In late September, it was still sweltering at Nomad’s Land in rural Alabama. One of our early guests of the fall season, Katrina, arrived in a rickety white pickup with a brightly beaded dreamcatcher swaying under the rearview mirror. Her smile was eager despite the mugginess. She was on her way up from Florida and wanted to stop to see the land for a few days before heading home to Georgia. A talented artist, she had arranged to do a little painting as a worktrade for her stay.
Katrina had found Nomad’s Land through friends she’d met at a national Rainbow Gathering in Georgia that summer. As we exchanged stories about our adventures in the woods, I watched, mesmorized, as she painted a mural onto an old RV door that would be repurposed on the land. “I was running away from God,” she said as she brushed detail onto a few lotus flowers. “I thought the Gathering was the furthest I could get from the church. But then I found myself in Jesus Kitchen!” She rolled her eyes playfully and added a splotch of black paint to her palette.
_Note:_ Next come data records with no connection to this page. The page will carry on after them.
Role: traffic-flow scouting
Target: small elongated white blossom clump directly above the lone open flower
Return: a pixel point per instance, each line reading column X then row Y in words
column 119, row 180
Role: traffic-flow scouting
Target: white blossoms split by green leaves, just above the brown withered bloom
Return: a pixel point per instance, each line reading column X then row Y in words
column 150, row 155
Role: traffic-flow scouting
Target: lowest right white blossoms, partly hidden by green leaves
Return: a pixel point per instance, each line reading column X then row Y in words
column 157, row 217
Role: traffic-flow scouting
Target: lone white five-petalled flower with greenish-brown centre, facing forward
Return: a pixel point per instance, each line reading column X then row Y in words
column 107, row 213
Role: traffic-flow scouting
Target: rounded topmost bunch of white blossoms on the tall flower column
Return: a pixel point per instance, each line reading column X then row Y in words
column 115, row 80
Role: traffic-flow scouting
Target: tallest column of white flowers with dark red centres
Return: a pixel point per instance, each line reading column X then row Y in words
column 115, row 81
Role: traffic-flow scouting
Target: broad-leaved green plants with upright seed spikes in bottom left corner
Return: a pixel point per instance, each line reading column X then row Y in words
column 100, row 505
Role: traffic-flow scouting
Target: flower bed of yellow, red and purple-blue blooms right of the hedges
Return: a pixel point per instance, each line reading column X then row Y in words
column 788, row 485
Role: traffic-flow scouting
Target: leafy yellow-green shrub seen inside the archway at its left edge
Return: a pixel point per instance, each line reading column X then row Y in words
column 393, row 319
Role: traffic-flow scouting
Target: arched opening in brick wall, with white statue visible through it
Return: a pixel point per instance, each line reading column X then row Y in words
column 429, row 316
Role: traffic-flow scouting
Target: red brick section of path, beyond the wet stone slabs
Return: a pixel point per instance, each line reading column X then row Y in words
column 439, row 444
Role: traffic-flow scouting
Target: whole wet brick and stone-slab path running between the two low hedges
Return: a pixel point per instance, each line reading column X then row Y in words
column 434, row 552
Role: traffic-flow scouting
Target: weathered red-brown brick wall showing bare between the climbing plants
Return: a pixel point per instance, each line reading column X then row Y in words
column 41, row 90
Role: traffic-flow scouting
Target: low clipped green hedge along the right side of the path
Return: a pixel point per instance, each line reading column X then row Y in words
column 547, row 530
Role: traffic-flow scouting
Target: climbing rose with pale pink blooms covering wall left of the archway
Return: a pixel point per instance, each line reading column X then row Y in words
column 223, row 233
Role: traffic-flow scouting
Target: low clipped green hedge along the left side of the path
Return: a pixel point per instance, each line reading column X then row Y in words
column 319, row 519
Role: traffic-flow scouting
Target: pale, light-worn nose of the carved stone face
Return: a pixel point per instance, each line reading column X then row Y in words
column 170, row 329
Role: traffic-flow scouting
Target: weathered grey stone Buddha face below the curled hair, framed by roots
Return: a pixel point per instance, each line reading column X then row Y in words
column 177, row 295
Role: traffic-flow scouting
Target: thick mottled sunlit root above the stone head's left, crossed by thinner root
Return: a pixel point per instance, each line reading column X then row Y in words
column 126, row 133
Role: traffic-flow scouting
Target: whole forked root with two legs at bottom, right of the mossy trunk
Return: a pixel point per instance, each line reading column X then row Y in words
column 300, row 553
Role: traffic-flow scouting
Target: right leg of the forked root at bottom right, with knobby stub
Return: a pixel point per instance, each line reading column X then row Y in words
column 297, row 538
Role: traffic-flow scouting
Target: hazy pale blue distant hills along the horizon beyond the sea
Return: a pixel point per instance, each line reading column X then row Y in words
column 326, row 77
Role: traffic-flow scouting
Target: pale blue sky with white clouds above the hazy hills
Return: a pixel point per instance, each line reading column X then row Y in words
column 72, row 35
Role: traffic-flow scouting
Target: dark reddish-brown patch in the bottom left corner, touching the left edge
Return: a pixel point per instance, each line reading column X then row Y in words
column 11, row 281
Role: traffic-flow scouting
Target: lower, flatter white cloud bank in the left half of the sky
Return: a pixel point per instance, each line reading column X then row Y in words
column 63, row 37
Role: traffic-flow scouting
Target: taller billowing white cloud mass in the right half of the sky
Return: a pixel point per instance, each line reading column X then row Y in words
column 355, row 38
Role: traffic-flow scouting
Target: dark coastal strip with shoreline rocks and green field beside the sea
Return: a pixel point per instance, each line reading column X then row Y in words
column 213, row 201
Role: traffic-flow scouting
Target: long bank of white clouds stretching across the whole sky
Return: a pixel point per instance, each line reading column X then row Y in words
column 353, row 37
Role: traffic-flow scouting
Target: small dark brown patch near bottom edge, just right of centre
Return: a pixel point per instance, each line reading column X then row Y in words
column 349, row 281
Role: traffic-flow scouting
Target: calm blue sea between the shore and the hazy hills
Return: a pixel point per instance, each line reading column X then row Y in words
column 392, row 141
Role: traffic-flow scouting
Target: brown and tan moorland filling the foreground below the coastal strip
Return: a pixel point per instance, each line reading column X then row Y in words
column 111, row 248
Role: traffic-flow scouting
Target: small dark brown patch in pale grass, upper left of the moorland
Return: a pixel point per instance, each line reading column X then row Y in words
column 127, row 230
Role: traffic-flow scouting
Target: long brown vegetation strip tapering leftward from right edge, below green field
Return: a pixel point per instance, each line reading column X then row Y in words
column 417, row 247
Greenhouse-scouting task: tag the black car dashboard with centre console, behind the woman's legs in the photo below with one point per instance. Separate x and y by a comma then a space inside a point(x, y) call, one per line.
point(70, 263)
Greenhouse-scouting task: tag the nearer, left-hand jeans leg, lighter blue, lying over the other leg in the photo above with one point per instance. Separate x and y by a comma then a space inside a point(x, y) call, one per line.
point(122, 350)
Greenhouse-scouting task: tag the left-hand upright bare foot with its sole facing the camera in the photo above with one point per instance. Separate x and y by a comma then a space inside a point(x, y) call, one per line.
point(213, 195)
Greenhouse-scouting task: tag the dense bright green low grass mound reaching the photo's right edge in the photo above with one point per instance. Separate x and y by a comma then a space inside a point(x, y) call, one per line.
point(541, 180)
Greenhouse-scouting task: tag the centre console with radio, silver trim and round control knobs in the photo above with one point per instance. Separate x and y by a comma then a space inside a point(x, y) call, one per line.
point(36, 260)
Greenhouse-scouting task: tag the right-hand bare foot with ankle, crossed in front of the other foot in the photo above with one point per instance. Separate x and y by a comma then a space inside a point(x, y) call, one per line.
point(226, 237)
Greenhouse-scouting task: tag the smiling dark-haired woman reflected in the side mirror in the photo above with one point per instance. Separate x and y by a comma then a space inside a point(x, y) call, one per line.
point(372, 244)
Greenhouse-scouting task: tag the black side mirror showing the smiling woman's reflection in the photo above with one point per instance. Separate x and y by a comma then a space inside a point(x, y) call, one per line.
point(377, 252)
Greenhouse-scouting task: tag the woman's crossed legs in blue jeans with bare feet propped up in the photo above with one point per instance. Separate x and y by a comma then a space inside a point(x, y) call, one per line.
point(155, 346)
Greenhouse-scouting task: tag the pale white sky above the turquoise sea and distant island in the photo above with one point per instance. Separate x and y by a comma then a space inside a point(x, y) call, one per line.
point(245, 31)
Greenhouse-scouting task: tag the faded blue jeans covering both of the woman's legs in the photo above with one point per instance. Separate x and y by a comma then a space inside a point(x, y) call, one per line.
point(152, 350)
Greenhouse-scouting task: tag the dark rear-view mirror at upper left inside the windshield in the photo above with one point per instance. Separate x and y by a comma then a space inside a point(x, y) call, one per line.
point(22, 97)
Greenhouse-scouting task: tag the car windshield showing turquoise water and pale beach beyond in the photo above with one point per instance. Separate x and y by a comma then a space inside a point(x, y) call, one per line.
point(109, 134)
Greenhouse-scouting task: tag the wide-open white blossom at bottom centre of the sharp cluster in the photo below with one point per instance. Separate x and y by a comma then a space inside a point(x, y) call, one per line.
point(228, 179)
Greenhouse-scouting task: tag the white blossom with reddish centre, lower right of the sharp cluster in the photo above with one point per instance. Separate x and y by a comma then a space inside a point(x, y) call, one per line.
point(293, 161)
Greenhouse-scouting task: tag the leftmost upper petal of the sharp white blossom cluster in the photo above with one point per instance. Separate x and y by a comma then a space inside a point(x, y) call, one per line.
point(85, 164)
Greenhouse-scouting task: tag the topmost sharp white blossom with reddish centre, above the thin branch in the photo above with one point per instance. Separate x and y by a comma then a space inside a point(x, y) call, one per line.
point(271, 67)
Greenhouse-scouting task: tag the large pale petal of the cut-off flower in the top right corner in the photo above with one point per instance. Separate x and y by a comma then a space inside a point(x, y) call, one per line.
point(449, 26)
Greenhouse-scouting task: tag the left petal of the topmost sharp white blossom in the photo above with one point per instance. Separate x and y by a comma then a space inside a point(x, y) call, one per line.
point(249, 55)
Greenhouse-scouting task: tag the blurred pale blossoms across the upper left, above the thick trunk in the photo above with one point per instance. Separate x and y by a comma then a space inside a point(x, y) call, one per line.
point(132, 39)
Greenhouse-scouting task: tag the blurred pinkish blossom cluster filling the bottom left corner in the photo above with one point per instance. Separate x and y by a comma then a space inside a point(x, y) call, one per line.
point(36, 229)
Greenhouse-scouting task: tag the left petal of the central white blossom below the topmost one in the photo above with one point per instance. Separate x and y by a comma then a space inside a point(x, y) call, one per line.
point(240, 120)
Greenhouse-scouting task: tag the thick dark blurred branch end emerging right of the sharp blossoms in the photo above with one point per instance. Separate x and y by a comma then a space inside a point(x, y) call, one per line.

“Why were you running?” I asked.
“Well, it’s been adding up for years,” she said. “But in 2014, I lost my youngest boy. He drove off the road just a little bit and overcorrected, and the car flipped. The cops said his window was open, so his head had no protection. It was a matter of inches.”
She tried to blink her tears away and wiped the sweat at her temple. Then with the tiniest brush she painted black outlines around her flowers and lily pads. “I don’t know what I think about God being a loving father right now. But look at this.” She pointed at the bright pink lotus. “If I had not used black, this flower’s pinkness would be boring and flat. Without darkness, we wouldn’t be radiant. We’d just fade into the background. I want to believe that’s what we’re being saved from.”